On the contrary, that article omits the biggest criticism by far among “techies”: that the iPad is not meant to be capable of running any program by any developer, but only those apps approved by Apple in its notoriously inconsistent, anti-competitive, and at times downright absurd review process.

The fact that the article links to Slashdot seems to suggest that the author would have at least, say, searched for iPad on that site and been made quite aware of this criticism, so I can’t help but wonder whether this omission may have been disingenuous. A weak negative review followed by a strong (and twice as long) positive review is probably more effective advertising than just a positive review.

Anonymous Coward says:

this is different from techdirt, where the masnick appears to play into his sponsors hands without indication? where the masnick writes positive articles about people who also write for this site? i see that ups is long gone from the site i guess their brown board stuff with mike is done and now they leave the building fast.

Hephaestus (profile) says:

Off the subject ... and watching the first shoe drop ...

Steve Jobs did a great job hyping the iPad to the News Paper Industry. This is your salvation! This is your hope! This is what will turn things around for the Newspaper industry!

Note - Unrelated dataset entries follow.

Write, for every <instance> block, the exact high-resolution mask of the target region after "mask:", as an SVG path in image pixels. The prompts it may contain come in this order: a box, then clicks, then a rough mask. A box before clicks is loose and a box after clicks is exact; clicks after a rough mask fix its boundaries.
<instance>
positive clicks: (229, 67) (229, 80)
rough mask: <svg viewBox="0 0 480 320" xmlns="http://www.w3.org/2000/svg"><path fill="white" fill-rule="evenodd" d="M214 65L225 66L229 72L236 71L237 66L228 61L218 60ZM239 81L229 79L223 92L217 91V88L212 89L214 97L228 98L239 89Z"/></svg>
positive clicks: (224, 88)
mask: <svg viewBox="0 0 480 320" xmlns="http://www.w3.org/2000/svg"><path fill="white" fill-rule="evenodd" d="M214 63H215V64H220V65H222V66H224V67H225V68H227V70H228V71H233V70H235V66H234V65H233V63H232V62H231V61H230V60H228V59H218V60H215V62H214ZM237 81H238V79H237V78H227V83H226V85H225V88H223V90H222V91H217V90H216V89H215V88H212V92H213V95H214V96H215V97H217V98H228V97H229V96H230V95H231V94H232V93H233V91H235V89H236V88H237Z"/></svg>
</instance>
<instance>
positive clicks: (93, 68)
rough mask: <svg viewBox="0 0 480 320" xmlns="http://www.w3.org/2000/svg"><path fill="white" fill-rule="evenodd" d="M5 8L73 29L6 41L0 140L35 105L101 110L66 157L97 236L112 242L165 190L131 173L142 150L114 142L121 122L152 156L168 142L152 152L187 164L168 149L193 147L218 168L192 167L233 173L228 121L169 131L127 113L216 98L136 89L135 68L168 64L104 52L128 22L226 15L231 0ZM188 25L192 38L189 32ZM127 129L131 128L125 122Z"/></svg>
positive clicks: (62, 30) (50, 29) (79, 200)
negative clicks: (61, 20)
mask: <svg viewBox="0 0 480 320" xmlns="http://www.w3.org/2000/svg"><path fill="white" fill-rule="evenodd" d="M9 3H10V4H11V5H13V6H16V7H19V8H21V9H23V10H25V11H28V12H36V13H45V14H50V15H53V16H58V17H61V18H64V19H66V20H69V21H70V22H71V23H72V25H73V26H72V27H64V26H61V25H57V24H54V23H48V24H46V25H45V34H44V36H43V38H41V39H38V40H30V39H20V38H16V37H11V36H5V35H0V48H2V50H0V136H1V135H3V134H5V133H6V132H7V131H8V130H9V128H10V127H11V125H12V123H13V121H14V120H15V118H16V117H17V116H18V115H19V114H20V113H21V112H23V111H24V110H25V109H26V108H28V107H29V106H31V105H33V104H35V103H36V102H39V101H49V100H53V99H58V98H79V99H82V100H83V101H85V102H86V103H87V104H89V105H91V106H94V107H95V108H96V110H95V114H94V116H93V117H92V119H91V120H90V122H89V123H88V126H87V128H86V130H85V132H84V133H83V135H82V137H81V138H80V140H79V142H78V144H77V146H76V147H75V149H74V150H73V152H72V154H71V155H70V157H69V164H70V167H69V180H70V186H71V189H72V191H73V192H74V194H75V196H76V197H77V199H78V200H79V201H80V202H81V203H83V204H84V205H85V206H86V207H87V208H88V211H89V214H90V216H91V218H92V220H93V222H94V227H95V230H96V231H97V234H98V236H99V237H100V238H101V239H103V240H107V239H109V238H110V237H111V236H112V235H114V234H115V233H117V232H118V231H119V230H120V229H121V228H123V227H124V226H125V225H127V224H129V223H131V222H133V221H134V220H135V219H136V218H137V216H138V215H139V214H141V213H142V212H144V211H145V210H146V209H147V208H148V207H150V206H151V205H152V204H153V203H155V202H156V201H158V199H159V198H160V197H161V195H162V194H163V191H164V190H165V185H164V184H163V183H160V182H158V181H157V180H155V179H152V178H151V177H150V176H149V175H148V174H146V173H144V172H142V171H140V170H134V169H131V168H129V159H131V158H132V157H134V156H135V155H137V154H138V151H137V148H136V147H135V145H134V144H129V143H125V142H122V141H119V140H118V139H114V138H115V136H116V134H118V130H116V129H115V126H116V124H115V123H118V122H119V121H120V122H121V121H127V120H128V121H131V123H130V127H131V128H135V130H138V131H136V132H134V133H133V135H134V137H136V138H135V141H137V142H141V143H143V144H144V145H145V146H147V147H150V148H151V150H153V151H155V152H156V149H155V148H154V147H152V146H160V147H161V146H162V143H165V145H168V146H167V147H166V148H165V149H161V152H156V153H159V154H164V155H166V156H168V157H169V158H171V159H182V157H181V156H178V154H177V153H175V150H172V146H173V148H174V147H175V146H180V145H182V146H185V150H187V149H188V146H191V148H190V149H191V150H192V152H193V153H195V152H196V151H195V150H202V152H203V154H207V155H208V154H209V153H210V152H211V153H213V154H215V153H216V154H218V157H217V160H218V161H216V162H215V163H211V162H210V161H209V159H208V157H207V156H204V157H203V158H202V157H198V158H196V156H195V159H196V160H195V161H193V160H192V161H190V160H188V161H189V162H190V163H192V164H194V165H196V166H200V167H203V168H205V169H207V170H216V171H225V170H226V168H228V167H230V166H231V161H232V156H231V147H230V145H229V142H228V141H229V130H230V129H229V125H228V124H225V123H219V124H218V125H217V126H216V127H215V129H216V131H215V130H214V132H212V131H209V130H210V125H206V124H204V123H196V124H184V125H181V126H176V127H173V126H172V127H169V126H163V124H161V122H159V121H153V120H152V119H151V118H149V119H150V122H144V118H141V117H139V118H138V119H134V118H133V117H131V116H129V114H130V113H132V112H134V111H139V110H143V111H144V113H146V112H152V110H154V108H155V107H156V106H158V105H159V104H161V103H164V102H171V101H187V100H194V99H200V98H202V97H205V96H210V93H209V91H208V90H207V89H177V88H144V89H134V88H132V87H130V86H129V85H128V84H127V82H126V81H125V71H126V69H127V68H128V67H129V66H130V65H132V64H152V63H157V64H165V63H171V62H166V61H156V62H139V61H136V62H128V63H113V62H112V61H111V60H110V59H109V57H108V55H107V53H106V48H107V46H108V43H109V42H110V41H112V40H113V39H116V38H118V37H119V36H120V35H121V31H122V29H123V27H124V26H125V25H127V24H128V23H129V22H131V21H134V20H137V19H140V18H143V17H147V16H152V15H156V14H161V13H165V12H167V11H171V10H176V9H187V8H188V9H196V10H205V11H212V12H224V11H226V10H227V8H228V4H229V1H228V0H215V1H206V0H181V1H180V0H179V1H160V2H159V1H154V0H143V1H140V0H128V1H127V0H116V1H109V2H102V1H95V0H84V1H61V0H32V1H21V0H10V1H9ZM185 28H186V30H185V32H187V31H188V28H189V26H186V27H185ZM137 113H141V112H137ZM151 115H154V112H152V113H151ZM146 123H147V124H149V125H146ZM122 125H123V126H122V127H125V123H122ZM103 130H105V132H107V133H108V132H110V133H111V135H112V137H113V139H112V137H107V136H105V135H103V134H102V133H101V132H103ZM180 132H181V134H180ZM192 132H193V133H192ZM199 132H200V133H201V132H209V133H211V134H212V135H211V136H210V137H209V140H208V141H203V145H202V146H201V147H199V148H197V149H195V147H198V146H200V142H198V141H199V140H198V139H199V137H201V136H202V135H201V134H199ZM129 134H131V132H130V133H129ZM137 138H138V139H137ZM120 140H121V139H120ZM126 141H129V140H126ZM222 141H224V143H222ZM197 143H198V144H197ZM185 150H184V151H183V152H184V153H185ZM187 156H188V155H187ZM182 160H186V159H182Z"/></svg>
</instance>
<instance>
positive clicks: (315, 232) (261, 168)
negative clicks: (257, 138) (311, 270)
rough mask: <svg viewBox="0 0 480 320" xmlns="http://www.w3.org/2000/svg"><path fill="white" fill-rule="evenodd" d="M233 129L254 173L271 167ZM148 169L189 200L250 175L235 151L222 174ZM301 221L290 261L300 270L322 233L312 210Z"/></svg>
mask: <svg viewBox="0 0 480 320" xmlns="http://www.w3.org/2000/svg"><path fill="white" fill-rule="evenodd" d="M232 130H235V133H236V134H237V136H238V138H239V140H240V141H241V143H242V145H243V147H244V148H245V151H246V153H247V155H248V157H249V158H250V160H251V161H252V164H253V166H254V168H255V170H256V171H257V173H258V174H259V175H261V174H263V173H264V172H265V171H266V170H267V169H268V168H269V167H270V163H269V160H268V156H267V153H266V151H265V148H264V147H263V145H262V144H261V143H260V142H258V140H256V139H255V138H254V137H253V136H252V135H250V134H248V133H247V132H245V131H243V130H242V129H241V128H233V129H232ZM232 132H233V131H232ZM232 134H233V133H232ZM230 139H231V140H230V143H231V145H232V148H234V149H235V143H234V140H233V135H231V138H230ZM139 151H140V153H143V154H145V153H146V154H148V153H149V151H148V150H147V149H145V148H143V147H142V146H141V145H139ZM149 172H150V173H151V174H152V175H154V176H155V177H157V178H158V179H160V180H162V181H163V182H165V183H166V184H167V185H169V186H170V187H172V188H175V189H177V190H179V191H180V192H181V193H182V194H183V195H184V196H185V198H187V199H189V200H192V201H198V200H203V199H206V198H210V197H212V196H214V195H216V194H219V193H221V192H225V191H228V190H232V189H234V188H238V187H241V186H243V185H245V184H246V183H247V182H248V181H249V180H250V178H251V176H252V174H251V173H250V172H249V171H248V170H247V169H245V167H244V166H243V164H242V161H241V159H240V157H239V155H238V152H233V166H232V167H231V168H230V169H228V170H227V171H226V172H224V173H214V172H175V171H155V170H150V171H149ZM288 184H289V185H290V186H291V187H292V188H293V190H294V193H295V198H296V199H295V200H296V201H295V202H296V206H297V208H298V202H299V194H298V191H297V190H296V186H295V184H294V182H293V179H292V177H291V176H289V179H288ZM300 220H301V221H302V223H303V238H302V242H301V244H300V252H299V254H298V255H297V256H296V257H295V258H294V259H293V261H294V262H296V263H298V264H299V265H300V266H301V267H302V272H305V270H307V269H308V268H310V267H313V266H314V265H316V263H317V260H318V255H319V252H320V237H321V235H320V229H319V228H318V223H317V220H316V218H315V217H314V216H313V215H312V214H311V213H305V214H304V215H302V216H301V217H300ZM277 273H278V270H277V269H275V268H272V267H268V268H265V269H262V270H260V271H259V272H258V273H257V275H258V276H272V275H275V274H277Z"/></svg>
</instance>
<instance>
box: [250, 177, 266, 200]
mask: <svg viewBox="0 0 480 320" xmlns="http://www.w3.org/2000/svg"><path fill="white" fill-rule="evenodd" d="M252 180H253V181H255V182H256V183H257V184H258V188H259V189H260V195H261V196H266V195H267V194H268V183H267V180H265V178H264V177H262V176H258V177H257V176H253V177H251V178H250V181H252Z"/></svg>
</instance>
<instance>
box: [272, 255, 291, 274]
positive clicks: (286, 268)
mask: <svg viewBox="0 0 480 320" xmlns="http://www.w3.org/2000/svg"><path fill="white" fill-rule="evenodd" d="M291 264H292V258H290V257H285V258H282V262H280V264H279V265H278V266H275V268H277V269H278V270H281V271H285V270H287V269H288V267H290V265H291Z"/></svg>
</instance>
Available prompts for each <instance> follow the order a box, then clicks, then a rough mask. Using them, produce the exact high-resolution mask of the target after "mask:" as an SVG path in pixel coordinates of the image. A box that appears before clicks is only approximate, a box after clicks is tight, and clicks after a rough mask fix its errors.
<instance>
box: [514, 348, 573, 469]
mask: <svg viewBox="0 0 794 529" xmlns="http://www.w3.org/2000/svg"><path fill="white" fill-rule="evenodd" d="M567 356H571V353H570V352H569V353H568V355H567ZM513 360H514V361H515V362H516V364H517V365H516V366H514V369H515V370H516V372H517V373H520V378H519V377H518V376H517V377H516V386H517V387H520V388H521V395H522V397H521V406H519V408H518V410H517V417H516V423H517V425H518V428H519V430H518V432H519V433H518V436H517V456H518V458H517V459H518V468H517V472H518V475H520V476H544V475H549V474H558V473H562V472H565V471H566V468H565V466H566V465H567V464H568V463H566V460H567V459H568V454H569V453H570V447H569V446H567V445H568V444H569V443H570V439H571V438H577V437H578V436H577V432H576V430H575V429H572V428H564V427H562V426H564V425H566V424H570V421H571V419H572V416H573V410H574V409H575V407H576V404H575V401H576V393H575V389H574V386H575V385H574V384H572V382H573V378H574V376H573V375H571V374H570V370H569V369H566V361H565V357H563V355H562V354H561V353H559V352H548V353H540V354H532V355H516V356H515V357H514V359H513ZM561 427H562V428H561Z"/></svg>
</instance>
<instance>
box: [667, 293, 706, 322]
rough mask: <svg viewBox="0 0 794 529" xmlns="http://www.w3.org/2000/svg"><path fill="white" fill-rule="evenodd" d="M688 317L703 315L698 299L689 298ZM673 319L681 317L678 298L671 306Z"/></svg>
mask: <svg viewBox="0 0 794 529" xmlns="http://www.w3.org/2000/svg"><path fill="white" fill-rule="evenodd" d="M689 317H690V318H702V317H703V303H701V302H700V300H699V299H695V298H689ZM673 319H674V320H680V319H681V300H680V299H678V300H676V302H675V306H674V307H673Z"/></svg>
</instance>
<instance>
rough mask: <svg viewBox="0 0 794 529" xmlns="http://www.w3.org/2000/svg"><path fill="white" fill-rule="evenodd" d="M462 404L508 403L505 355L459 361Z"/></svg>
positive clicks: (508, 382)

and the second shoe drops …

Steve jobs main concern is the sale of hardware period. If he make money off subscriptions so be it. He isnt doing this to save the news papers he is hyping this to sell more iPads.

phil (profile) says:

Mr Pogue Mr Conflict of Interest

Pogue and the NY Times have a history of overlooking conflicts of interest in his reviews. He’s one of the most prolific publishers of manuals for Apple products, has early access to them, and profits off the sales of Apple products. He had to apologize for accepting a free hard drive repair worth $2000 after writing a column of praise about the repair service. While Pogue is a terrific writer, he’s opinions are likely influenced by all of his other relationships.